Утром выползаю из-под его ног и рук и ухожу в душ. Одеваюсь, беру сумку и иду к двери — а там стоит он, абсолютно голый, и сжимает кулаки:
— Ты не выйдешь отсюда.
— Выйду, почему нет-то?
— Только через мой труп! — Демидов настроен жёстко. — Ты к нему уходишь?
— К кому? Я не понимаю, о чём ты. Юр, пусти, что за комедия?
— Я сказал: только через мой труп!
— Ну, умри! Чего ты от меня хочешь?
Его лицо так искажается, что я действительно опасаюсь инфаркта. Он больно хватает меня за локоть и тащит в комнату, где швыряет на пол около большого сейфа. Сам падает рядом, набирает код на дверце и выгребает пачки долларов. Я решаю, что он хочет мне их всучить, и отпихиваю зелёный поток руками и ногами:
— Не надо мне твоих денег!
— А я и не предлагаю тебе денег! Ты же у нас только по любви, да? Или за идею. Типа честная давалка? Бесплатная шлюха?
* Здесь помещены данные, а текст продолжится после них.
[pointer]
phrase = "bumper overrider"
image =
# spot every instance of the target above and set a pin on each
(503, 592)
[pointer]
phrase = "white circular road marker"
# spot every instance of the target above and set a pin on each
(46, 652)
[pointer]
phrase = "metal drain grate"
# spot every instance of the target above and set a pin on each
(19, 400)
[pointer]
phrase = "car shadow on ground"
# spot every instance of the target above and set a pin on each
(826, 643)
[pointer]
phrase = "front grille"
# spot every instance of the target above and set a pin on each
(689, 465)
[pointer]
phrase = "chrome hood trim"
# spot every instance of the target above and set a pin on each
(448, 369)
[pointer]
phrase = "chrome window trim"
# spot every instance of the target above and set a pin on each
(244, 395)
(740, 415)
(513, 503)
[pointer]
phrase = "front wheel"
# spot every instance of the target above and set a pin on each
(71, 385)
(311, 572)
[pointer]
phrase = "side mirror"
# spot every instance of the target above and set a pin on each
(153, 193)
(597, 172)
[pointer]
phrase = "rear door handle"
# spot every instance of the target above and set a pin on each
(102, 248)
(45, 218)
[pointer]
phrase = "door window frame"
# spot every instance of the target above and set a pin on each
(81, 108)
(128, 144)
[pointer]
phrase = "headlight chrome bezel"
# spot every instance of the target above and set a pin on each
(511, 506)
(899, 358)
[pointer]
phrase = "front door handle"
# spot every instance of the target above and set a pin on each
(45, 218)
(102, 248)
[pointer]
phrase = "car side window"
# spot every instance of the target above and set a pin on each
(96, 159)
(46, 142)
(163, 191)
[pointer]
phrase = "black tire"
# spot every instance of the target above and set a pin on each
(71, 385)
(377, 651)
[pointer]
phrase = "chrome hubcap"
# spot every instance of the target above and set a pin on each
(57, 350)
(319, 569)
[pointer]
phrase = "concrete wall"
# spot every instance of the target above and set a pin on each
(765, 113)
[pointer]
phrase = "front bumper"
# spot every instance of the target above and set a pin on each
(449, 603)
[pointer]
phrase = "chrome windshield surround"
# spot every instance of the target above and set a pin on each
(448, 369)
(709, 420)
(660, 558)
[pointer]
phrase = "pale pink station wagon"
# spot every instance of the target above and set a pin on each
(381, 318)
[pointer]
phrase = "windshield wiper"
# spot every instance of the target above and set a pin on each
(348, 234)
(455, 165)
Я предлагаю тебе кое-что получше, сейчас, сейчас…
Он наконец выныривает из сейфа с коробкой в руках и достаёт пистолет. Рывком поднимает меня с пола и вкладывает в руку оружие. Сам делает несколько шагов к окну и раскидывает руки на фоне встающего солнца. Он похож на распятого бога: кудрявые волосы светятся нимбом, голое тело беззащитно и напряжено каждой мышцей.